The Buckhannon City Council will be receiving new playground equipment for the City Park soon that includes handicapped accessible units.

“There’s been some discussion about having playground equipment availability for special needs children,” City Administrator Michael Doss said. “Certainly the playground equipment we purchased will accommodate that.”

Doss said that additional stand-alone playground units accessible by children with special needs also could still be purchased.

“We can be an inclusive playground at City Park, and ultimately we’ll want to do that for our other parks within the city of Buckhannon,” Doss said.

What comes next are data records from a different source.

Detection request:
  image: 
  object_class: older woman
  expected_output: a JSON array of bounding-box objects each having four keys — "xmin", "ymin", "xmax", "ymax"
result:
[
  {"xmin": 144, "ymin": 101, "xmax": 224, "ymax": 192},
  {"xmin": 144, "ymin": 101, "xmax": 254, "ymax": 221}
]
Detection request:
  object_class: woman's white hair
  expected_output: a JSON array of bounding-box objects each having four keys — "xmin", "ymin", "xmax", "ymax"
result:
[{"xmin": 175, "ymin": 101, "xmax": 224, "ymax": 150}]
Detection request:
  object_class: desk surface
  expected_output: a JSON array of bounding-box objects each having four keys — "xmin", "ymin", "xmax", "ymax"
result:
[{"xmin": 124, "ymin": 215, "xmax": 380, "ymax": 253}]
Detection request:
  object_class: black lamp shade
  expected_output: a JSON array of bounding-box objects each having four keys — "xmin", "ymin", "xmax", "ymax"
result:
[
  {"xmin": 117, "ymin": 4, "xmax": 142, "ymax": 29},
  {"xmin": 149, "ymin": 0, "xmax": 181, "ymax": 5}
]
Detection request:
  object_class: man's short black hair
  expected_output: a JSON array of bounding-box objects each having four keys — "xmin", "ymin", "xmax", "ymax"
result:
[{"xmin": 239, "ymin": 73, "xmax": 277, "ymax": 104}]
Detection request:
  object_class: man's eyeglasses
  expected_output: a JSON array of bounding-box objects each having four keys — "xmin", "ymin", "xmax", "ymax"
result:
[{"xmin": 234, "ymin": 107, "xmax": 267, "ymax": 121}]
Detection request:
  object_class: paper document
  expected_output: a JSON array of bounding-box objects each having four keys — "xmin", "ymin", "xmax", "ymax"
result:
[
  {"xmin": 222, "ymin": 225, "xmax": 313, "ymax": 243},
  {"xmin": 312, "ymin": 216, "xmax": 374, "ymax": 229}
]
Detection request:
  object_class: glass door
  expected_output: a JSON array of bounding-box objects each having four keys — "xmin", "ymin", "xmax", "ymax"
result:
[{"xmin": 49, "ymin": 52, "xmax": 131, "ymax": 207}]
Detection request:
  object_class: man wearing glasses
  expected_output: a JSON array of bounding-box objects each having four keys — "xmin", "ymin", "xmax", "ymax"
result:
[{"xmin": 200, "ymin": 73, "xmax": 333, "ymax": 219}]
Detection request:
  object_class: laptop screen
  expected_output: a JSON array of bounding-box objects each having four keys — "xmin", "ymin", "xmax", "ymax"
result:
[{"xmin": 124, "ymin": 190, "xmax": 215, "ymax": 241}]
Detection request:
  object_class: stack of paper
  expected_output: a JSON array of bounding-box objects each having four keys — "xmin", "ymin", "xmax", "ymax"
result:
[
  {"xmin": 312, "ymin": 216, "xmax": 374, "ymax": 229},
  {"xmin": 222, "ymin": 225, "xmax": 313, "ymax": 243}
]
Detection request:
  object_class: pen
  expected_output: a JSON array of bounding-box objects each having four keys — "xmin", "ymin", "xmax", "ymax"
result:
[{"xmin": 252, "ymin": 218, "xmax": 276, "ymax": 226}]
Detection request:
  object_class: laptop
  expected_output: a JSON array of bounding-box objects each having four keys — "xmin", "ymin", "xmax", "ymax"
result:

A shipment of new American with Disabilities Act-compliant playground equipment for the City Park will be delivered to the city in about six weeks. Doss also said that the playground equipment may not be installed until after winter, depending on weather conditions and the possible need to hire a contractor for the installation. He said he hopes the equipment will be installed in May.

Doss said that city projects like the new National Guard armory and conference center on Brushy Fork have been keeping city workers busy.

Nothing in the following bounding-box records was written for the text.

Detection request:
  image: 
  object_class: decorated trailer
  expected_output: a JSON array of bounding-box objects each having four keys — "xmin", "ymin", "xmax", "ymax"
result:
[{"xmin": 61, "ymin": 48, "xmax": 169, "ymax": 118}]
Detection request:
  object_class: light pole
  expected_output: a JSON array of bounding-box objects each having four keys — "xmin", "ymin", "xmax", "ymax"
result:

Doss said he was able to obtain grant money to buy the equipment, saving the city about $30,000. The total cost of the equipment, including shipping fees, was $27,370.

Elissa Mills, a Park Street resident who lives near the Buckhannon City Park, again addressed City Council after notifying council members at a previous meeting about a concern with the safety of the park. Mills said the park no longer felt safe at night because of a growing drug problem.

This time, Mills thanked the council members and city police officers for their additional support. She said she would like to have the fence that used to line the back of the park replaced so that officers can more easily catch some of the drug users who attempt to flee.

“Some people say we have no drug problem,” Councilman Ron Pugh said. “It may be a bit lighter here than in other places, but we do have a drug problem. I’d like to see it go away. I can’t stand the drug problem. It upsets me.”

Council members said that before they could make a decision, the request would have to be presented to the Consolidated Public Works Board that meets at 4 p.m. Thursday.

“We need to do something more than what we’re doing, or we need to involve the county also,” Councilman Dave Thomas said. “I think our justice system is not what it ought to be today. It’s broken in some way.”

Council members said the fence was damaged heavily by storms and was unfit to put back in place. Mills offered to help find a way to fund the purchase of a new fence. She said that since the illegal activity was reported, more of the suspects have been navigating toward the back of the park. She said the fence could help.

Buckhannon Police Chief Matt Gregory also addressed the council with a concern that was brought to his attention by an unidentified citizen. He said the citizen complained about the frequency of parallel parking against the direction of traffic in many areas of town.

Gregory said West Virginia state code makes parking against the direction of traffic illegal, but that Buckhannon police officers have only been enforcing the code on Main Street. He said the driver’s side of a vehicle should never be parked against the curb. Gregory said that parking in such a manner is a safety risk.

Gregory also said he does not think the police officers should instantly start enforcing it. He said they should initially provide public notice.

Pugh said that he agrees with enforcing the law. He said the law should be black and white and not gray.

Thomas suggested to start enforcing it on Dec. 1, allowing the public about two months to be informed of the plans to enforce it.